内色許男の妃の真稚姫は、穴穂宮太子の五百木之入日子の妃の尾綱真若刀婢が眞若比賣を継承した。すなわち、その父の建稲種の妃の大荒田の娘の玉姫も眞若比賣、母の大荒田の妃も眞若比賣と考えられ、伊迦賀色許男の姉妹の伊迦賀色許賣を継承していることになる。伊迦賀色許賣の娘は日子坐の妃の山代荏名津比賣(苅幡戸辨)は良く合致しそうで、その娘も苅羽田刀辨で、穂積臣の祖を引き継ぐ大荒田の妃だろう。
比古布都押之信の父は葛木垂見(足神)、すなわち、葛󠄀木直祖の葛木天皇(大諸見足尼)で、その娘が建諸隅の妃の諸見巳姫である。建諸隅の父建宇那比には二男、建諸隅以外にもう一柱の皇子が存在し、それが、葛木垂見の娘の鸇比賣を妃にした可能性が高い。鸇比賣の子が建豐波豆羅和氣で、丹波竹野別の祖である。

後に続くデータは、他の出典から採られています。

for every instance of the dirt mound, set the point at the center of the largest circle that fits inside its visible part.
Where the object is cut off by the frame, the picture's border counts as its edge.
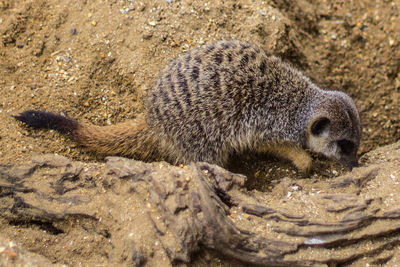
(94, 60)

すなわち、竹野比賣の子の比古由牟須美、その義姉妹が日子坐の妃の苅幡戸辨(荏名津比賣)、その娘が苅羽田刀辨だろう。苅羽田刀辨の婿が、丹波竹野別の祖の建豐波豆羅和氣、その子が大荒田ならば相応しい。苅羽田刀辨の子には五十日帯日子が存在し、伊迦賀色許賣の名を引き継いでいる。